Two women – two actresses – run into each other in a restaurant on Christmas Eve. One is married and has been out shopping for presents for her family, the other is unmarried and is sitting alone in the restaurant reading magazines and drinking. Or maybe in our version it’s an alley way. Or is it 100 years after the apocalypse? Miss Y never speaks. Mrs X won’t shut up. As the play progresses, we discover that Miss Y and Mrs X are rivals for more than theatre roles – Miss Y is having or has had an affair with Mrs X’s husband.
On the surface, there’s nothing particularly complicated about Strindberg’s play.

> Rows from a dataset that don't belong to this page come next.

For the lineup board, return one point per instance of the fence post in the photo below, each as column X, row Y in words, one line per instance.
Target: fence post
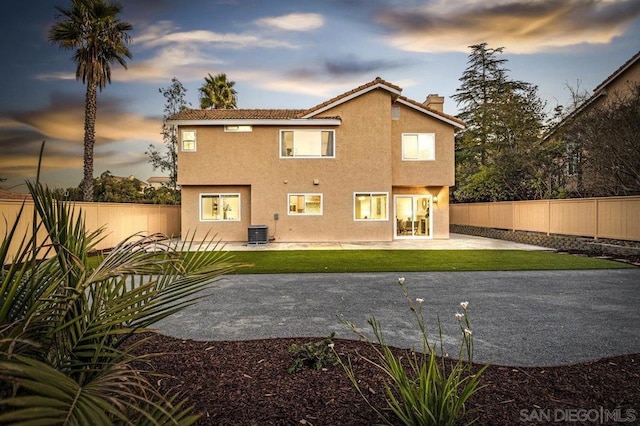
column 595, row 214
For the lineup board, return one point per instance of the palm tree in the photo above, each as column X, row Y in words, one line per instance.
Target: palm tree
column 67, row 320
column 92, row 29
column 218, row 92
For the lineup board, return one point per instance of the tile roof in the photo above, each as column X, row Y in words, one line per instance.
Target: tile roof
column 8, row 195
column 617, row 72
column 236, row 114
column 292, row 114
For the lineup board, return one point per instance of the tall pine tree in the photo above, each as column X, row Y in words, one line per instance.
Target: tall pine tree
column 498, row 154
column 168, row 161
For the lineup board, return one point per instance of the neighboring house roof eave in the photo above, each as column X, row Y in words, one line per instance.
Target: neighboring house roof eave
column 599, row 91
column 619, row 71
column 260, row 122
column 449, row 119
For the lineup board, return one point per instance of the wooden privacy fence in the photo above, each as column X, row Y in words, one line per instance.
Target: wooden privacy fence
column 610, row 217
column 119, row 220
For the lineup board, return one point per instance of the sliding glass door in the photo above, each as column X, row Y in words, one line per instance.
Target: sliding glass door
column 413, row 216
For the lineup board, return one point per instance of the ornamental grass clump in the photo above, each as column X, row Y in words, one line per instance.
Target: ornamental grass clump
column 66, row 356
column 424, row 388
column 315, row 355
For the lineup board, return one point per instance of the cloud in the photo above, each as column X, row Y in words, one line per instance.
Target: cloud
column 121, row 140
column 293, row 22
column 165, row 33
column 521, row 26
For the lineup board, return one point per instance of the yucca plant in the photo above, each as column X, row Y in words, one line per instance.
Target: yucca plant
column 65, row 353
column 423, row 389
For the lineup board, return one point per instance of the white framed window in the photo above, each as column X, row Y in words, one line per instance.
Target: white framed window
column 418, row 146
column 370, row 206
column 304, row 204
column 220, row 207
column 188, row 140
column 395, row 112
column 238, row 128
column 307, row 143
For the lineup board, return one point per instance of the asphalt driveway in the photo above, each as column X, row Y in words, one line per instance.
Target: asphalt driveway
column 518, row 318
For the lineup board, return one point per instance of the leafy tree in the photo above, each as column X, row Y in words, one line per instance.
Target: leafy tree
column 113, row 189
column 498, row 155
column 91, row 29
column 67, row 352
column 162, row 195
column 609, row 140
column 168, row 161
column 218, row 92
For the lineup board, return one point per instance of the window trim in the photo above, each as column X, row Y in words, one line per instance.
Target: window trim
column 431, row 140
column 195, row 140
column 294, row 131
column 292, row 213
column 370, row 194
column 238, row 217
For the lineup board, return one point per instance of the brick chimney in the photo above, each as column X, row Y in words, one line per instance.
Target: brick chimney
column 434, row 101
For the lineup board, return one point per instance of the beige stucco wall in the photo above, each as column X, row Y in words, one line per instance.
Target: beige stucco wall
column 439, row 172
column 367, row 159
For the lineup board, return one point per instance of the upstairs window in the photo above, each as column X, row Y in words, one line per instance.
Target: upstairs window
column 370, row 206
column 238, row 128
column 307, row 143
column 305, row 204
column 188, row 140
column 418, row 146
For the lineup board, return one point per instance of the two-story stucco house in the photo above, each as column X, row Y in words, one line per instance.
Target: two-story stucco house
column 367, row 165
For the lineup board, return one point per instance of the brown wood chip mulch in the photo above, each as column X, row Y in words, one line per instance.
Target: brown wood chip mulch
column 246, row 383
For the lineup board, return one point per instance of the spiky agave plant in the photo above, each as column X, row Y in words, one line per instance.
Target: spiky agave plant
column 64, row 324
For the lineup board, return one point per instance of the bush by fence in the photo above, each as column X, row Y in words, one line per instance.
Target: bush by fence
column 119, row 220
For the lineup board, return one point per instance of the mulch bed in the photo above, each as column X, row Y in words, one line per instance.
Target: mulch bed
column 246, row 383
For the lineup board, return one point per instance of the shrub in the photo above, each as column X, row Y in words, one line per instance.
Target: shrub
column 316, row 355
column 65, row 321
column 424, row 389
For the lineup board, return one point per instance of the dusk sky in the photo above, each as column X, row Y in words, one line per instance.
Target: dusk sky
column 281, row 54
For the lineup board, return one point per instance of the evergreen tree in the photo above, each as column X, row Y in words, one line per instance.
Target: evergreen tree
column 498, row 155
column 168, row 161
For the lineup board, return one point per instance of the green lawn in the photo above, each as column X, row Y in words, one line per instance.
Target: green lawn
column 300, row 261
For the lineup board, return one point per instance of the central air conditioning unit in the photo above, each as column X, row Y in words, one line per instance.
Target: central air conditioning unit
column 258, row 234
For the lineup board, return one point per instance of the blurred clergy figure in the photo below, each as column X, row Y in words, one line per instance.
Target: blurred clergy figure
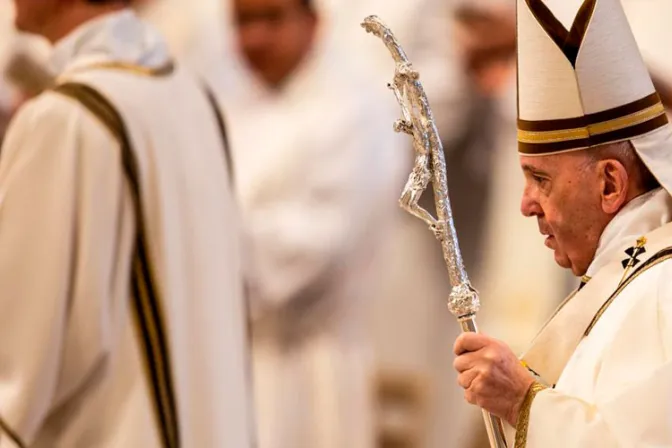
column 122, row 319
column 317, row 167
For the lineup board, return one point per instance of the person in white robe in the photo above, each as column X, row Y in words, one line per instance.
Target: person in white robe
column 22, row 65
column 123, row 320
column 594, row 144
column 318, row 173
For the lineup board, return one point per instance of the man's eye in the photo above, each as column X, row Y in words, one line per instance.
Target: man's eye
column 540, row 180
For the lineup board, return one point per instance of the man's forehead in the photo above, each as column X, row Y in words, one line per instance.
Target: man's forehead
column 531, row 164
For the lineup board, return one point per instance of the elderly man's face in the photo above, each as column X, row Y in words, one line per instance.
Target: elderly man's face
column 274, row 35
column 32, row 16
column 565, row 197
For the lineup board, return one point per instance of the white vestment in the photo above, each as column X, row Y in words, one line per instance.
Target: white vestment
column 73, row 364
column 318, row 171
column 613, row 389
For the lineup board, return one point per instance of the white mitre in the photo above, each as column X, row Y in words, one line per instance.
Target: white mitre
column 586, row 85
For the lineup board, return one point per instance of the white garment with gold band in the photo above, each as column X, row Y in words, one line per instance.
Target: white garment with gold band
column 72, row 370
column 615, row 388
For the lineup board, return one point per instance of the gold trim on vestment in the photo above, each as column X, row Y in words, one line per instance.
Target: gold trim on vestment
column 13, row 436
column 146, row 295
column 594, row 129
column 652, row 262
column 523, row 423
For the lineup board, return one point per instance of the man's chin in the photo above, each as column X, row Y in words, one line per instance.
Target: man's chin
column 562, row 260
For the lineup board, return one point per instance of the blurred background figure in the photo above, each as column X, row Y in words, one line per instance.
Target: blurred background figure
column 23, row 71
column 353, row 342
column 315, row 164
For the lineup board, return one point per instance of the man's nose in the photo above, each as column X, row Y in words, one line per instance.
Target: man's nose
column 529, row 206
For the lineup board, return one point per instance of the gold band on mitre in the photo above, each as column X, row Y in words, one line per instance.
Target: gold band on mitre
column 621, row 123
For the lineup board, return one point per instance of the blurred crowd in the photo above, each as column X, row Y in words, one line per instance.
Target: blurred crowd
column 352, row 341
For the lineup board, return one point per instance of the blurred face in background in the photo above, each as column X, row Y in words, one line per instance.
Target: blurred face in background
column 274, row 35
column 33, row 16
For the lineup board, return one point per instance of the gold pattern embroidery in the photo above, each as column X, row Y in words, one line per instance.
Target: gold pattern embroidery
column 605, row 127
column 523, row 423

And yet, in this one simple scene Strindberg creates an episode of incredible, poetic power – a snapshot of life so intense, so powerful, that it rivals Beckett at his best. Like a Kafka short story, The Stronger is rich in allegory and lends itself to many layers of interpretation.
Written in 1889, The Stronger is a play about women who hurt each other in the face of the struggle it took them to get to where they are. Three years since #metoo a 132 year old play becomes a lens to investigate female relationships and what happens when we try to keep each other down to stay up top.
The play explores the societal obstacles and pressures women experience leading them to enact ‘mean girl’ behaviour. Played out in the intimacy of a ruined friendship between two women.
This new translation by Julia Landberg is set in Madeleine Albright’s hell for women who don’t support other women.
“There’s a special place
in hell for women who
don’t help each other.”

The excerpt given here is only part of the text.